El delegado territorial de la Junta en Segovia, Luciano Municio, salió ayer a la palestra después de la manifestación del martes en la que cerca de 300 personas reclamaron al Ejecutivo regional que cumpla su compromiso de no parar las obras del futuro campus de la UVA que se construye en la plaza del Alto de los Leones. El representante de la Administración autonómica en la provincia confesó asistir «una vez más con perplejidad» a esta protesta.
Municio ve incomprensible que la comunidad universitaria, respaldada por otras instituciones públicas segovianas, con el alcalde incluido, que la reivindicación vaya en contra de una institución «que está financiando en solitario las obras del campus». Recordó que es público y notorio que los trabajos van «a buen ritmo». Asimismo, defendió el esfuerzo financiero de la Junta de Castilla y León, que en la edificación de la primera fase del aulario y la biblioteca ha invertido 18 millones de euros.

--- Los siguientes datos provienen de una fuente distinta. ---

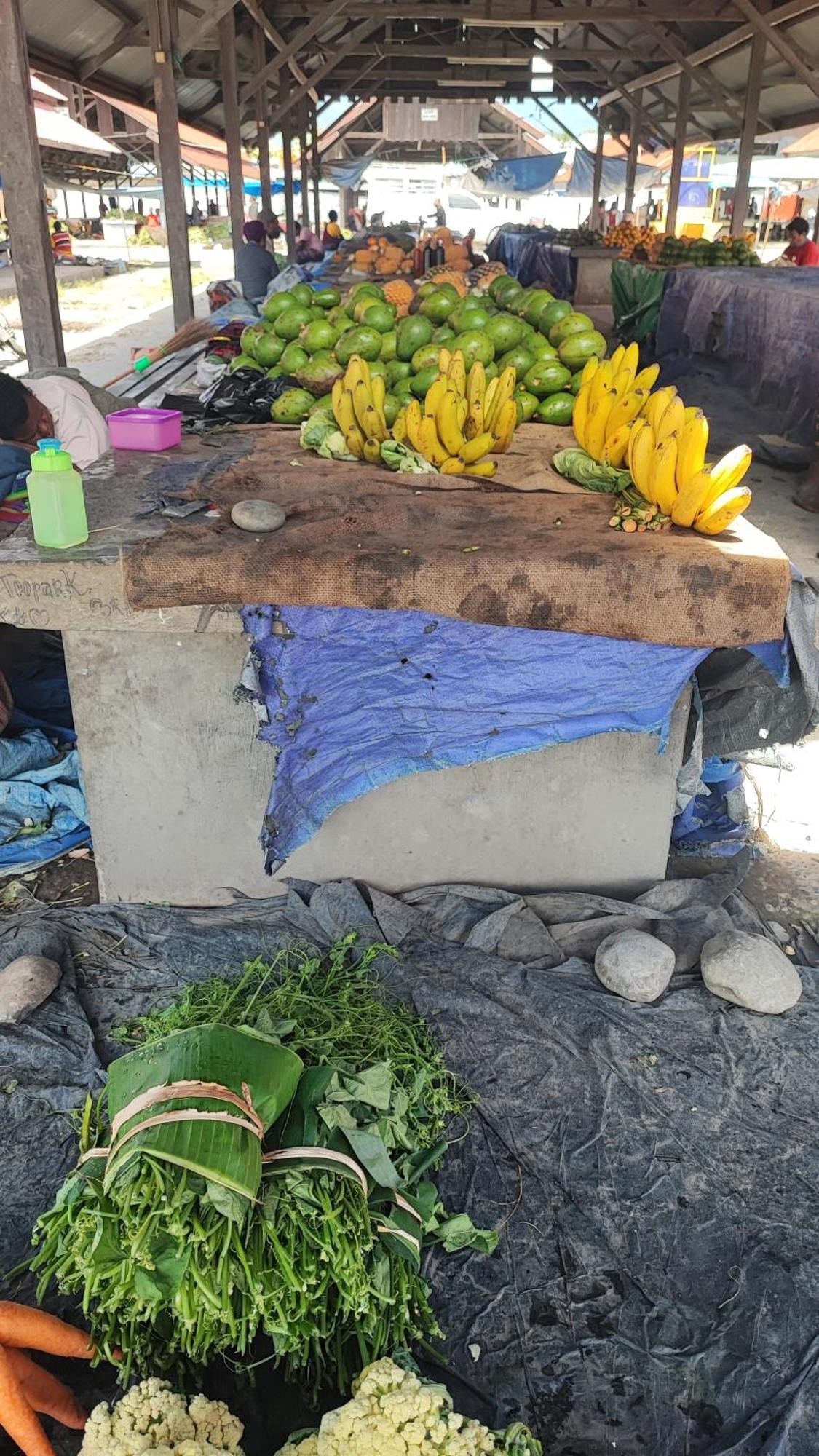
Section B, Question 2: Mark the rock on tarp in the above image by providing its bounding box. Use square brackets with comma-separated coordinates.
[0, 875, 819, 1456]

El delegado reiteró que los máximos responsables del área de Educación del Gobierno regional «tienen el compromiso firme e inequívoco de continuar y completar las obras, como se proyectó en su día». Precisamente, hace un mes el Consejo de Gobierno de la Junta aprobó una inversión adicional para la construcción de esta primera fase. En esa nota de prensa se aludía de nuevo a que «una vez finalizada, dará comienzo la segunda con una superficie útil de 13.281,4 metros cuadrados…».
Luciano Municio cree que no hay motivos para hablar de parones en el proyecto del futuro campus público de la UVA. Pero la mayor ofensa percibida por el delegado territorial viene a raíz de los insultos que se profirieron durante la manifestación contra el presidente de la Junta, Juan Vicente Herrera, y la presencia en la protesta del regidor de la ciudad, Pedro Arahuetes. «Más difícil es asimilar el hecho de que los máximos responsables del Ayuntamiento se pongan a la cabeza de la manifestación y que haya que escuchar de boca del alcalde de Segovia que lo que ocurrió ayer (por el martes) solo es el principio de una cadena de actos evidentemente organizada y programada», sentencia Municio.